Cloud vs Self-Hosted

Feature Self-hosted Cloud (fastcrw.com)
Setup cargo install crw-server Sign up → get API key
Infrastructure You manage Fully managed
Proxy Bring your own Global proxy network
Scaling Manual Auto-scaling
API Firecrawl-compatible Same Firecrawl-compatible API

Both use the same Firecrawl-compatible API — your code works with either. Switch between self-hosted and cloud by changing the base URL.

Quick Start

MCP (AI agents — recommended):

claude mcp add crw -- npx crw-mcp

That's it. Claude Code now has crw_scrape, crw_crawl, crw_map tools.

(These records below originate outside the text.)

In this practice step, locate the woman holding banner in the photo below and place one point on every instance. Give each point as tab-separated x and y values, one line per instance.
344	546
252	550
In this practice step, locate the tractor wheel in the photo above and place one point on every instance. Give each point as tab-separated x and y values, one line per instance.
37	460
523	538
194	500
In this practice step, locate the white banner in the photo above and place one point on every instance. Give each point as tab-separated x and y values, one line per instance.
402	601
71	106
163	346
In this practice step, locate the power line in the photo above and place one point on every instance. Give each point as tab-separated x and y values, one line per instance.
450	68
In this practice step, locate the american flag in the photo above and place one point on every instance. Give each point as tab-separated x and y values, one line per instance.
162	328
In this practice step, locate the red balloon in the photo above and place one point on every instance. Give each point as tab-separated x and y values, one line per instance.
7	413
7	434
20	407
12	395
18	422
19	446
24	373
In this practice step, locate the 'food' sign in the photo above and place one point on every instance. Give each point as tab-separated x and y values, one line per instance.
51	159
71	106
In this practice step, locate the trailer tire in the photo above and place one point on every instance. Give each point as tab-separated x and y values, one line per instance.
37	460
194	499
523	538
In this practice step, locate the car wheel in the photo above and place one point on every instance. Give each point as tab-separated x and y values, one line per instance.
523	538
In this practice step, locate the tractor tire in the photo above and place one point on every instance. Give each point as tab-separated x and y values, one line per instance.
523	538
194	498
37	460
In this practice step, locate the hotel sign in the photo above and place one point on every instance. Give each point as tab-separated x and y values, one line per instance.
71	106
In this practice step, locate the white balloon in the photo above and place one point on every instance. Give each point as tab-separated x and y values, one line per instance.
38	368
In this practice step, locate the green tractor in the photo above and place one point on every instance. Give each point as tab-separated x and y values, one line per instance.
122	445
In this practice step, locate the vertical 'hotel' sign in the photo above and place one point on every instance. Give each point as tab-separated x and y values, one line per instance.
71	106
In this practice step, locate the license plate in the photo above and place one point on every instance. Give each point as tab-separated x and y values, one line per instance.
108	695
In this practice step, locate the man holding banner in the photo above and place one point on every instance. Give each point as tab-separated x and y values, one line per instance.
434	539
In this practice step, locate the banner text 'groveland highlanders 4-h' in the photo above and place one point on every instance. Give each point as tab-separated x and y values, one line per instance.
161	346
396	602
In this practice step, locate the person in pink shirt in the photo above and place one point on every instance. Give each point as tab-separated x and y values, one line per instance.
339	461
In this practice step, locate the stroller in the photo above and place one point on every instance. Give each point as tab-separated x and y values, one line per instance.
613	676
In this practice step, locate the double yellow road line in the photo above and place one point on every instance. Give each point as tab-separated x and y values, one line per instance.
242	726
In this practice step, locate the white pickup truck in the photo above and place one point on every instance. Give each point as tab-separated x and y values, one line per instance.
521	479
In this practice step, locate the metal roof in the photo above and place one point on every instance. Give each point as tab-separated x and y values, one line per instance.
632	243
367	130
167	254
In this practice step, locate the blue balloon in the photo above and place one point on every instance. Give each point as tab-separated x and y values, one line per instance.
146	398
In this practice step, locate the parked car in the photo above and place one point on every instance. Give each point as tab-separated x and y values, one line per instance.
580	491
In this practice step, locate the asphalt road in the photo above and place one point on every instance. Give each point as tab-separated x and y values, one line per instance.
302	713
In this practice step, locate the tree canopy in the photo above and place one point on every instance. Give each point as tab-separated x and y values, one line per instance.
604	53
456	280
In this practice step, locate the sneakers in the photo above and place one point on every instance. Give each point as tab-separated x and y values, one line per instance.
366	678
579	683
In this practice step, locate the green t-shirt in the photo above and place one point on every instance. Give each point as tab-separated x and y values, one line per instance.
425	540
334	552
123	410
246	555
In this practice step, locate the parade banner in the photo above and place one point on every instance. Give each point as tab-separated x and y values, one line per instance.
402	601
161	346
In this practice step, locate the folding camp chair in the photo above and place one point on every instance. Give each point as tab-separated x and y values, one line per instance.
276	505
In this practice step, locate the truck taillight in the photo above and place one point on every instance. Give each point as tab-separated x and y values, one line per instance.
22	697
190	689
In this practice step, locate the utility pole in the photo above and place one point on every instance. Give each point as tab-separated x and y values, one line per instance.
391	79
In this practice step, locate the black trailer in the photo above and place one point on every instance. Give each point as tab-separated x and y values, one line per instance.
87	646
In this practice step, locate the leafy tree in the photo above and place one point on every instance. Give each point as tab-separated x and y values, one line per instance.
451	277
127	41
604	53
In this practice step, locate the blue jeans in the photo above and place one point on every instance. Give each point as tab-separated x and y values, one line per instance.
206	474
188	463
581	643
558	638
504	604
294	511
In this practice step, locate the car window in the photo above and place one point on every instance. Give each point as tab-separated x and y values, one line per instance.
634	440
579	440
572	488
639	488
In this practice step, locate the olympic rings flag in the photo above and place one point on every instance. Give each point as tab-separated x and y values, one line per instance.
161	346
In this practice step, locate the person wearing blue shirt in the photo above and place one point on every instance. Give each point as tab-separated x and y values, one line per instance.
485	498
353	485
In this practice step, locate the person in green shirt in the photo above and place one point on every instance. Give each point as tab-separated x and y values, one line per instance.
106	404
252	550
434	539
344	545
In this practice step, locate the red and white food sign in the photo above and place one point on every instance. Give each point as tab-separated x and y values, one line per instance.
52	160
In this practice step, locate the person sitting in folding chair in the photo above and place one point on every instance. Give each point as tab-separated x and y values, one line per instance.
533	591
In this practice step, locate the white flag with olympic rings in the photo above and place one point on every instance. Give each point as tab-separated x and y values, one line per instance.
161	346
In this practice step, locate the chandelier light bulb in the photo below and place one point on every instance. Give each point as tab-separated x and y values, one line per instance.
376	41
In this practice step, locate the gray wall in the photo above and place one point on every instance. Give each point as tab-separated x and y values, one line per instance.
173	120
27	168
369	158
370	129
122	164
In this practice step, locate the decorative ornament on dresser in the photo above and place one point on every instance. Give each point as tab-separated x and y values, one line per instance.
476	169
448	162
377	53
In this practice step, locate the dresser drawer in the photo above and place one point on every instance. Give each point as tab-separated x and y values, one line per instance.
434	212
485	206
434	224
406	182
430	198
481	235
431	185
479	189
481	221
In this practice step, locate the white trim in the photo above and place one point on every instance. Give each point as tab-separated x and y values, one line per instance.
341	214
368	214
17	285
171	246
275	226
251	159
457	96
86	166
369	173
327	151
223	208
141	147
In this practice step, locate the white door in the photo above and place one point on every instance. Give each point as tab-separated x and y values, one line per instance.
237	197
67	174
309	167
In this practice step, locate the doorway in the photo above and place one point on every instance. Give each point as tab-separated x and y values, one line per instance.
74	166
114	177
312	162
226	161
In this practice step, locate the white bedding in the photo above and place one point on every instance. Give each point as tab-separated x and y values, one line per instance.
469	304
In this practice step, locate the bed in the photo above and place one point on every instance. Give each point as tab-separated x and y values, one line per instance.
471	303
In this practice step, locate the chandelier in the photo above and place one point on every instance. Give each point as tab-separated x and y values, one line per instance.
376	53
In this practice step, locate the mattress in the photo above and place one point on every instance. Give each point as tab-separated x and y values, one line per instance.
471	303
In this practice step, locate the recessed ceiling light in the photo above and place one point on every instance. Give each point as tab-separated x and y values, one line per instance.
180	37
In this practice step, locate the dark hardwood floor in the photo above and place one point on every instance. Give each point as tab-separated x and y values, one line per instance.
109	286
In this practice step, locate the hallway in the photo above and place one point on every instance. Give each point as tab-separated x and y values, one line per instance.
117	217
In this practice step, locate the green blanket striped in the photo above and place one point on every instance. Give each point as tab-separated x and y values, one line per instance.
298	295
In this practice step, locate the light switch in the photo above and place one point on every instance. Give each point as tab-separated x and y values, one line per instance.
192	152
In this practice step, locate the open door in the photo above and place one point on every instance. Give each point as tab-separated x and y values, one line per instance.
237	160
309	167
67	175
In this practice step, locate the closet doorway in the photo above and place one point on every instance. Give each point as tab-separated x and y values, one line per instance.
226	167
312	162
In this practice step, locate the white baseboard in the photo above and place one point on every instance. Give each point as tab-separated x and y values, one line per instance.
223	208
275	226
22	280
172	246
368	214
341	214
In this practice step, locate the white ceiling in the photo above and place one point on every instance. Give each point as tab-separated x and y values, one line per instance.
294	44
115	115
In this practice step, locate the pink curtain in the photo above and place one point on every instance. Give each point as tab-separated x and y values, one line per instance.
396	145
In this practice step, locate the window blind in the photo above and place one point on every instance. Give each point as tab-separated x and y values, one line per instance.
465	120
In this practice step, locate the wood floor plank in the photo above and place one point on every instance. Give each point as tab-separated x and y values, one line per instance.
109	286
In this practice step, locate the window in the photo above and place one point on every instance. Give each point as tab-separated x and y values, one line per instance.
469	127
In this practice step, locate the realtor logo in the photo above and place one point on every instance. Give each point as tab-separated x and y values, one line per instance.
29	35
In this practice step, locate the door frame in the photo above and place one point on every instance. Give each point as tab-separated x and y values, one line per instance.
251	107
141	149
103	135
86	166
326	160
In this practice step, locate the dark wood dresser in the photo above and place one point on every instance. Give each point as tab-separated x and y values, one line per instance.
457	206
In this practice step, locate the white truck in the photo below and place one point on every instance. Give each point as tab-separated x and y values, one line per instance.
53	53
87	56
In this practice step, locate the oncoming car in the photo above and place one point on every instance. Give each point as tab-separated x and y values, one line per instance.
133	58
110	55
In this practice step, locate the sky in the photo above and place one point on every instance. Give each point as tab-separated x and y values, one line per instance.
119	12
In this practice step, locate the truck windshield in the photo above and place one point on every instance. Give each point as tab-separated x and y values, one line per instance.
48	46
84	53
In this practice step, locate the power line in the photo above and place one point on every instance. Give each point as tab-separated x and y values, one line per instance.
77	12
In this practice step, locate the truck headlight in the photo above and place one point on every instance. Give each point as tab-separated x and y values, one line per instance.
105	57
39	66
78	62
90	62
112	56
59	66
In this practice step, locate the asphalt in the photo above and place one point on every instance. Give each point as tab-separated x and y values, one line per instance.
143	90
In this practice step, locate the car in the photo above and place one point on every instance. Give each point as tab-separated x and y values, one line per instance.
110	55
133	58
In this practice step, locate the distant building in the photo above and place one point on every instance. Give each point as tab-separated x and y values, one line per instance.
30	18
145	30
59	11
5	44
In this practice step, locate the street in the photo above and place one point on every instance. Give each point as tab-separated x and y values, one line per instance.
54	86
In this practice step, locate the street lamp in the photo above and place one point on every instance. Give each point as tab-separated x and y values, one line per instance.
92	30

For Cursor, Windsurf, Cline, and other MCP clients, see MCP Server.

CLI (no server needed):

cargo install crw-cli
crw https://example.com

Self-hosted server:

cargo install crw-server
crw-server

Enable JS rendering (optional):

crw-server setup

This downloads LightPanda and creates a config.local.toml for JS rendering. See JS Rendering for details.

Cloud (no setup):

curl -X POST https://fastcrw.com/api/v1/scrape \
  -H "Authorization: Bearer YOUR_API_KEY" \
  -H "Content-Type: application/json" \
  -d '{"url": "https://example.com"}'

Get your API key at fastcrw.com — 500 free credits included.

Docker:

docker run -p 3000:3000 ghcr.io/us/crw:latest

Docker Compose (with JS rendering):

docker compose up

Scrape a page:

curl -X POST http://localhost:3000/v1/scrape \
  -H "Content-Type: application/json" \
  -d '{"url": "https://example.com"}'
{
  "success": true,
  "data": {
    "markdown": "# Example Domain\nThis domain is for use in ...",
    "metadata": {
      "title": "Example Domain",
      "sourceURL": "https://example.com",
      "statusCode": 200,
      "elapsedMs": 32
    }
  }
}

Use Cases

  • RAG pipelines — crawl websites and extract structured data for vector databases
  • AI agents — give Claude Code or Claude Desktop web scraping tools via MCP
  • Content monitoring — periodic crawl with LLM extraction to track changes
  • Data extraction — combine CSS selectors + LLM to extract any schema from any page
  • Web archiving — full-site BFS crawl to markdown

API Endpoints

Method Endpoint Description
POST /v1/scrape Scrape a single URL, optionally with LLM extraction
POST /v1/crawl Start async BFS crawl (returns job ID)
GET /v1/crawl/:id Check crawl status and retrieve results
DELETE /v1/crawl/:id Cancel a running crawl job
POST /v1/map Discover all URLs on a site
GET /health Health check (no auth required)
POST /mcp Streamable HTTP MCP transport

LLM Structured Extraction

Send a JSON schema with your scrape request and CRW returns validated structured data using LLM function calling.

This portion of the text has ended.